藤沢周平。用心棒日月抄 | mizusumashi-tei みずすまし亭通信


藤沢周平『用心棒日月抄』初編で政変に巻き込まれた主人公青江又八郎は、やむなく許婚の父を斬って脱藩、江戸に逃れ浪人となると口入稼業を営む相模屋吉蔵から用心棒などの仕事を紹介してもらい、日々米びつの中を心配しながら暮らすことになる。それでも高度成長期の作品とあって、空腹に顔をしかめながらも

 

青江又八郎には「なんとかなりそうな」明るい気が漂う。

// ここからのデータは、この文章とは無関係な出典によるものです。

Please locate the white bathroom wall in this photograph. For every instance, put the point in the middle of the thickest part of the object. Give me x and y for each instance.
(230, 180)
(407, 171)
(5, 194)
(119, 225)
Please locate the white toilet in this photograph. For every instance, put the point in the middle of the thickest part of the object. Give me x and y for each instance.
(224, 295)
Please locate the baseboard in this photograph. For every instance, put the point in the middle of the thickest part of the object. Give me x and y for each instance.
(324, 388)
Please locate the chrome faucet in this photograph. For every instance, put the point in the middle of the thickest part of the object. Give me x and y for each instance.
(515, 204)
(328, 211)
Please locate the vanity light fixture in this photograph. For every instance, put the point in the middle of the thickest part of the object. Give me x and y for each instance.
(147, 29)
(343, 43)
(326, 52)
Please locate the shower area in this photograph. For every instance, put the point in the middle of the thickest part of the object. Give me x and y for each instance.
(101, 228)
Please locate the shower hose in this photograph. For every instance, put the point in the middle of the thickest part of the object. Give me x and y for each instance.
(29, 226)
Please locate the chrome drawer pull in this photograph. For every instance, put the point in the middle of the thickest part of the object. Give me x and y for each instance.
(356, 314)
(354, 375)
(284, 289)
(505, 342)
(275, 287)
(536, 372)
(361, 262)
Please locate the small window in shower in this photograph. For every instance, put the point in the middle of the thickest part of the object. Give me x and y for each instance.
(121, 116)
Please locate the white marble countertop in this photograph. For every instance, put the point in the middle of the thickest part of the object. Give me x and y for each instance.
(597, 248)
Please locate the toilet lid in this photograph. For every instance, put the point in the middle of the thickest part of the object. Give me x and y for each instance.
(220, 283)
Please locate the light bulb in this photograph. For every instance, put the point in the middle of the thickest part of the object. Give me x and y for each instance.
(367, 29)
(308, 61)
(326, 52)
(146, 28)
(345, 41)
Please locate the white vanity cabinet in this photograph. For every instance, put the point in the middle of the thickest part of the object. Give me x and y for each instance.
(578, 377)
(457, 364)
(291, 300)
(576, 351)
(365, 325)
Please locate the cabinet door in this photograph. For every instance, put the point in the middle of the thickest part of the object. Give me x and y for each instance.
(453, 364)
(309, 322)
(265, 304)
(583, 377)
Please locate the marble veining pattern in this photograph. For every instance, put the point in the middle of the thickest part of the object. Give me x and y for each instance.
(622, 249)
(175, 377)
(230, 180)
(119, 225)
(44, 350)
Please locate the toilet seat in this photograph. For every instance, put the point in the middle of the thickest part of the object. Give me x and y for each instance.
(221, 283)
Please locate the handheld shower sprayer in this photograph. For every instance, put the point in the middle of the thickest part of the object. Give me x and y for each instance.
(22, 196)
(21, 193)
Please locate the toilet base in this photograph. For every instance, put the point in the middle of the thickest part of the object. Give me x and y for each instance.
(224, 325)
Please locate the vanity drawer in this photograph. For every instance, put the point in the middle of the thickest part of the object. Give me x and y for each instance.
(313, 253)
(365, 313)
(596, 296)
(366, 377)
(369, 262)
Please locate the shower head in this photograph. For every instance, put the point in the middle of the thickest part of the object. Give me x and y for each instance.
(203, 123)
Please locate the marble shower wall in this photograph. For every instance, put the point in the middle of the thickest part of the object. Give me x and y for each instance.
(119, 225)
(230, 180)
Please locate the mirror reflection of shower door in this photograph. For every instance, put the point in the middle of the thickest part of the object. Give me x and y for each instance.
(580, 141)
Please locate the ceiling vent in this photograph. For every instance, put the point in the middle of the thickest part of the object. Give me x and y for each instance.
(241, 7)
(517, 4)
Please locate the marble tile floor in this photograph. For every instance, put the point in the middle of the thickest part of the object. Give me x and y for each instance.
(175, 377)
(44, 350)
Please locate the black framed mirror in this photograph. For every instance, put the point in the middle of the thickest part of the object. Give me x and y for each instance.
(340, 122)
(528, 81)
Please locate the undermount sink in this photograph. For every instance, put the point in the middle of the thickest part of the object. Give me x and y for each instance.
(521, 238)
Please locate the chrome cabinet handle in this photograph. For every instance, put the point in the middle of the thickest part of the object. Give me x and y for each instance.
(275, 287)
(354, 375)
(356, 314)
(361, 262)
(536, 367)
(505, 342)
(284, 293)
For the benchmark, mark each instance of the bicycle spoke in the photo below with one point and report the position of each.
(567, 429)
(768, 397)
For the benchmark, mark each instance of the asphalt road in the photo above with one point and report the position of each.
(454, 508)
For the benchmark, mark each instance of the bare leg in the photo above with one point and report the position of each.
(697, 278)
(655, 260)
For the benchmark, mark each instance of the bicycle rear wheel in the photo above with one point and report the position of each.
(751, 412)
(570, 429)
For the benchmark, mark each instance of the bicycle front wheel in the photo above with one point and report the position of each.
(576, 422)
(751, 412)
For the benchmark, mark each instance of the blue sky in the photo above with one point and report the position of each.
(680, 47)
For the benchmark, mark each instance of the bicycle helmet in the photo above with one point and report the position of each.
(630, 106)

この作品はNHK金曜時代劇『腕におぼえあり(1992~93)』村上弘明主演で映像化された。浪人仲間に渡辺徹、陰気で吝い口入屋に(ピッタリの)坂上二郎、藩の隠密組織・嗅足(蔭葦=隠密)組の女頭目に(当時新人の)黒木瞳とキャスティングもよかった。

 

 

青江又八郎は初編で藩への復帰が叶うが、以降(新刊のたびに)三たび藩の密命を帯びると浪人することになる。ところで、藤沢周平は教師時代に当時死病といわれた結核を煩い(故郷を出て)長い闘病に入る。回復後も病歴が疎まれて故郷へ復帰がかなわず、記者など職歴を重ねながら作家デビューする。

 

藤沢の武家ものは多く上司に翻弄される下級武士を描き、サラリーマン小説の時代劇版といわれるのはその頃の苦労を反映したものだろう。また(出身地である山形鶴岡を想定した)架空の海坂藩を舞台とした作品は、作者にとって帰るに帰れなかった故郷への屈託も反映したものか。

 

 

藤沢周平の『用心棒日月抄(1978)新潮文庫』4部作は文庫化以降、80刷以上を重ねた超人気シリーズで、第2部「孤剣(1980)」続けて「刺客(1983)」16年後の後日譚「狂刃(1991)と書き継がれた。第3部までがお得意の短編連作、最終編が唯一の長編。

 

 

古本屋で比較的綺麗な『用心棒日月抄』のセット文庫本を見つけたのを機会に(4度か5度目の)通読をした。古い映画を繰り返し鑑賞するような感じで。自作のカバーを被せて。